As of June 2015, Sonic carhops made roughly $6.70/hour on average, according to Glassdoor. Even as a survey estimate, that's far less than the (already meager) federal minimum wage and state minimum wages in all but eight states.

How is that even legal? According to multiple former carhops, and at least one official complaint, because Sonic crew members bring the food to you (often on roller skates), they are classified as tipped employees at some stores and therefore exempt from minimum wage requirements.

Which begs the question. Do people tip Sonic carhops?

Maybe. Maybe not. At the very least, it is the subject of great confusion on the Internet.

Sonic certainly doesn't make it easy either. Here's what happened when I tried to pay at Sonic's automated credit card reader back in March...

No receipt. No place to tip.

At this point, you're like, "Ooh, burger!" and proceed to forget about your fiduciary responsibility to your fellow humans. But even if you do remember when the carhop eventually brings out your receipt, there's no tip line.

Both times I went, only the customer copy came out.
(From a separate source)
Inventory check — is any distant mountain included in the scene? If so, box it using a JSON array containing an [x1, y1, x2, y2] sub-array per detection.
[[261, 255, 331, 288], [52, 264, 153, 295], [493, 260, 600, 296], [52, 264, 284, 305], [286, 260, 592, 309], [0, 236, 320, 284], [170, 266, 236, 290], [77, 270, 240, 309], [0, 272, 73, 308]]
Photo by Eric March/Upworthy.

So you have to tip in cash. Which you might or might not have. At least that's what happened to me when I went (for ... uh, research).

No matter how you look at it, it's really difficult to tip at Sonic. So lots of people just don't do it.

To confirm this suspicion, I creeped on the guy next to me.

Not him. But this is a public domain image of the truck he was driving. Photo by IFCAR/Wikimedia Commons.

And sure enough, no tip. Nada.

Stop going to Sonic, everyone. Stop it right now. Don't even think about it.

I know you're thinking about it. Stop.

#4. WENDY'S

Wendy's is amazing.

Wendy's is all like: We're the Target to McDonald's Walmart. Sure, we look similar, but our food just seems ... better, doesn't it? Healthier and more ethical, somehow. You can totally trust us. We'll even sell you a baked potato if you want!


But instead, you get this. And no jury in the world would convict you. Photo by Eric March/Upworthy.

Wendy's is an infernal den of smoke and mirrors.

Wendy's: We actually pay even less than McDonald's does.


Average crew member salaries. McDonald's photo by Cruiser/Wikimedia Commons [altered]. Wendy's photo by Mike Mozart/Flickr.

Ha! Gotcha hook, line, and sinker, you fast food hippie!

#3. CRACKER BARREL

You guys. Cracker Barrel. Cracker Barrel, you guys.

Quick, here's a pop quiz. How much food can you get for $8.99?

Six! Six dishes! Ah ah ah! Photo by Eric March/Upworthy.

If you responded "all of it," congratulations, you have won. If you are among the folks historically lucky enough to be at Cracker Barrel right now, you can avail yourself of meatloaf (solid), chicken and dumplings (delicious), fried okra (heavenly), and a big piece of ham ('nuff said). Also baked beans, turnip greens, and two corn muffins. All for less than nine dollars.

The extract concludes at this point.